Lacroix watched her closely. It is permitted, of course, to watch the singer—nor did he think she was one who would object to being looked at. Was she not used to it from childhood? The girl on the stool, the angel. At some point near the end of the song it suddenly occurred to him—the unbuttoned spencer, the curve of her dress, her full breasts—that she was not merely luxurious of form, but pregnant.
When it came to his own turn he chose the prelude he had played in the boat to the islands, and though it did not sound—would never sound—quite as it had that night at sea, it sounded well enough and they were full of compliments for him.
They tried to find music they all knew, swapped titles, hummed snatches of a tune, settled on “Greensleeves.” Lacroix carried the melody, Jane sang, Emily played the four, five chords the piece required. Cornelius joined in. He too could sing a little, and for several minutes, as the song spooled out in the dimness of the room, the summer grey, they were self-forgetful and unopposed to the world. Their private histories, the private suffering of their bodies, released them. They escaped their names. Religion and its shamings might never have been thought of. Even their own fates, separate and shared, appeared to them with subtle alterations that altered everything. One more round, one more verse. Pleasure crept up their limbs like hemlock.

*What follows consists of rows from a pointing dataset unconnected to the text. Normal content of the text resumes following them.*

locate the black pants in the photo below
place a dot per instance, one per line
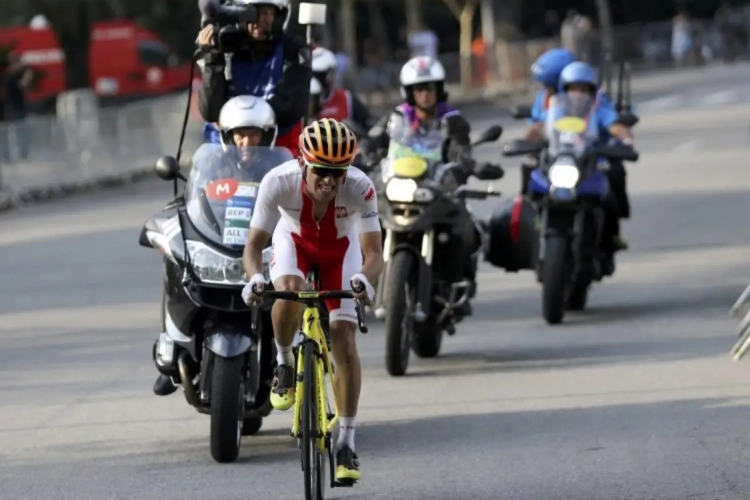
(617, 205)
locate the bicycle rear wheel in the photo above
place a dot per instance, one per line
(313, 461)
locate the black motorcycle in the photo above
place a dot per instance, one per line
(428, 235)
(570, 191)
(208, 346)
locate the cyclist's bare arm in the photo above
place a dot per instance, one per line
(372, 251)
(252, 256)
(262, 224)
(368, 228)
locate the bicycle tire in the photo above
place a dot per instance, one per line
(312, 459)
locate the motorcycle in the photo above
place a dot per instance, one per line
(209, 348)
(569, 190)
(427, 230)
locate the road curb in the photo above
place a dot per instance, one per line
(37, 195)
(32, 196)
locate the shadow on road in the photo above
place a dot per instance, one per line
(453, 456)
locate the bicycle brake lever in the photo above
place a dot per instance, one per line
(360, 317)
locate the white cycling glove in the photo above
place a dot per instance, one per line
(257, 279)
(363, 279)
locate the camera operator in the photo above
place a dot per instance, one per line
(263, 62)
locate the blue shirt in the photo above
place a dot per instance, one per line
(258, 78)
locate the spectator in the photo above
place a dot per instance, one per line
(585, 37)
(729, 22)
(682, 38)
(16, 81)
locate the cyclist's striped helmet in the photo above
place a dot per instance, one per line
(328, 142)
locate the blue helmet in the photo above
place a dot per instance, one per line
(578, 72)
(547, 68)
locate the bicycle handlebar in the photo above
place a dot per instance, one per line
(312, 296)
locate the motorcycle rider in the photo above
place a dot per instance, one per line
(245, 122)
(547, 70)
(270, 64)
(336, 103)
(426, 108)
(348, 249)
(579, 79)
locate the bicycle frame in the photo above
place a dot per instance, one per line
(312, 331)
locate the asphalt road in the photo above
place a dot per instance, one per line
(634, 398)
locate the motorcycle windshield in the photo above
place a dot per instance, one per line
(222, 189)
(412, 153)
(571, 125)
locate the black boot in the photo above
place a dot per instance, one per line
(164, 386)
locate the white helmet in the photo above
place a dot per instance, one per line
(246, 111)
(422, 69)
(315, 87)
(285, 11)
(323, 60)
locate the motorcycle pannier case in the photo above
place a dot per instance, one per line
(512, 236)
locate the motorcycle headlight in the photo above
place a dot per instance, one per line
(564, 176)
(401, 190)
(214, 267)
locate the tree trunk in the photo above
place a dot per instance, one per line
(413, 15)
(348, 21)
(466, 19)
(377, 25)
(72, 23)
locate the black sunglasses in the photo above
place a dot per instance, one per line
(336, 173)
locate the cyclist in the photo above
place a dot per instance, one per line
(329, 218)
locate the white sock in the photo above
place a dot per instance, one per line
(284, 354)
(347, 426)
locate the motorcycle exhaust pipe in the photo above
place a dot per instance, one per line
(187, 381)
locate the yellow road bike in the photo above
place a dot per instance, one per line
(313, 422)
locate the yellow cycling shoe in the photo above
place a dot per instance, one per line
(282, 388)
(347, 465)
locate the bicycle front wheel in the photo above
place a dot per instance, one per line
(313, 460)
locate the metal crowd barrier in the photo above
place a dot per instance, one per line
(112, 144)
(741, 308)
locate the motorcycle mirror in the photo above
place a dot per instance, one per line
(489, 172)
(627, 118)
(521, 112)
(490, 135)
(311, 13)
(168, 169)
(520, 148)
(618, 152)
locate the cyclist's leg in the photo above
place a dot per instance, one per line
(289, 266)
(335, 274)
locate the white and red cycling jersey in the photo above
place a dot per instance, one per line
(331, 243)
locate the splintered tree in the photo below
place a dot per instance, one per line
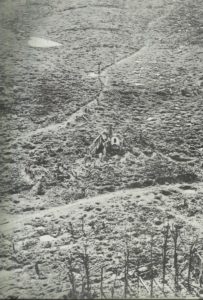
(165, 249)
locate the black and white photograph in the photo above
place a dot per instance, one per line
(101, 149)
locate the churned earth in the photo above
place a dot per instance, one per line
(134, 64)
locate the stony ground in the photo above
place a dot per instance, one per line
(53, 106)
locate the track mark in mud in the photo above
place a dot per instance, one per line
(20, 220)
(80, 111)
(104, 77)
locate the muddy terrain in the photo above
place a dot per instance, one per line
(135, 65)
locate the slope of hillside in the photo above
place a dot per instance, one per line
(53, 105)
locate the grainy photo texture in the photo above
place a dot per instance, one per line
(101, 142)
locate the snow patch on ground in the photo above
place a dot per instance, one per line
(36, 42)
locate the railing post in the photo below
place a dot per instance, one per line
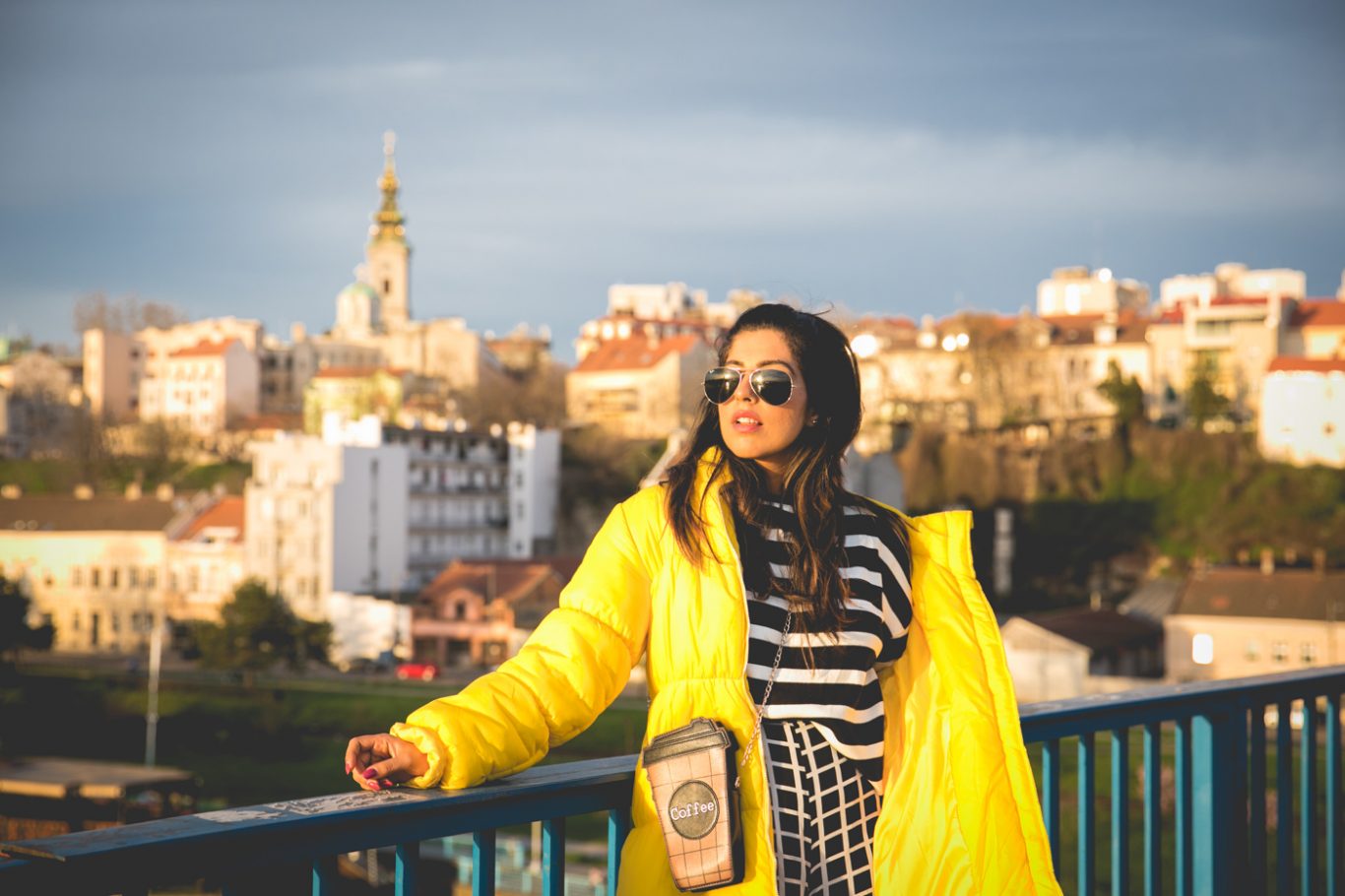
(617, 826)
(1217, 768)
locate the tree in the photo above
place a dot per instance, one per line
(1127, 397)
(257, 630)
(15, 631)
(1202, 400)
(122, 315)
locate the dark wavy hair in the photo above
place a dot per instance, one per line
(814, 480)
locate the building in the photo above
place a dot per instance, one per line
(95, 565)
(480, 612)
(366, 627)
(368, 509)
(327, 514)
(478, 494)
(1302, 412)
(989, 371)
(1316, 329)
(1230, 280)
(39, 403)
(353, 393)
(1231, 341)
(639, 388)
(1079, 652)
(206, 561)
(1234, 621)
(374, 311)
(1080, 290)
(206, 388)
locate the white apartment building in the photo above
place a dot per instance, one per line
(1231, 280)
(1237, 338)
(1302, 412)
(206, 561)
(1081, 290)
(206, 388)
(121, 369)
(639, 388)
(95, 565)
(327, 513)
(1315, 329)
(478, 495)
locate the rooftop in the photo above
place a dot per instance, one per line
(226, 513)
(1318, 312)
(1285, 594)
(101, 513)
(635, 352)
(1099, 630)
(205, 349)
(1307, 364)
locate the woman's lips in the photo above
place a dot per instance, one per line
(745, 422)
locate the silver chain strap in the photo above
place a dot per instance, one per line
(765, 696)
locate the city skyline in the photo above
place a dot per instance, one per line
(888, 160)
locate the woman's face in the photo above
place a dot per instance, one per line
(750, 428)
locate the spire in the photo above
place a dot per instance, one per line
(388, 220)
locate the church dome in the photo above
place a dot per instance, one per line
(358, 289)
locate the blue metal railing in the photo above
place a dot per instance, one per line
(1211, 814)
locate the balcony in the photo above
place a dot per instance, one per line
(1237, 788)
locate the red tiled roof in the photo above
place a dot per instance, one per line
(1318, 312)
(224, 513)
(504, 579)
(1312, 364)
(279, 421)
(1099, 630)
(635, 352)
(205, 349)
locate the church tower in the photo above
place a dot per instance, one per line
(388, 253)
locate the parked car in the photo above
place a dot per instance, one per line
(364, 667)
(425, 672)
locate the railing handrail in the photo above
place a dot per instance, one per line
(1162, 702)
(312, 830)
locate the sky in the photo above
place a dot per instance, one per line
(886, 158)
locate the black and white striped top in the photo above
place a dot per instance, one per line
(841, 693)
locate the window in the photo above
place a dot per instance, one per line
(1202, 649)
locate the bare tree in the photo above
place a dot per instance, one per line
(127, 314)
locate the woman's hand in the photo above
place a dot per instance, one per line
(378, 762)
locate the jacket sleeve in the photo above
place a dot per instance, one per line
(568, 672)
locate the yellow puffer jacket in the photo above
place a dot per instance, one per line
(959, 808)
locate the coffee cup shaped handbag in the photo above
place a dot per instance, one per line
(694, 781)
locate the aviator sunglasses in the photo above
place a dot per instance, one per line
(772, 386)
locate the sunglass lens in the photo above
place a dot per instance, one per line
(720, 384)
(772, 385)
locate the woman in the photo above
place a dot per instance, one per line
(889, 757)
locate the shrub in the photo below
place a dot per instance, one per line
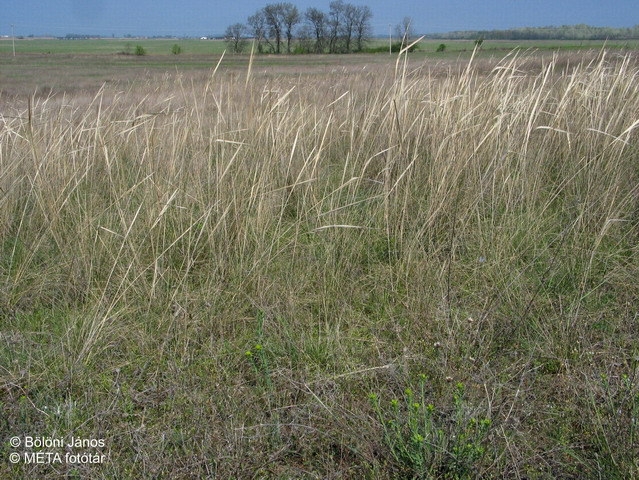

Lacroix lifted his bow from the strings. Everyone looked at everyone at once. It seemed possible. And in the silence that followed, the two or three seconds before the weight of “what next” came in, the music’s echo ebbed away towards the whispered beating of the sea, as if for safe keeping.
Cornelius filled his glass and raised it to the musicians. “The Frends and Lovall,” he said. “Lovall and the Frends! Is it not perfect?”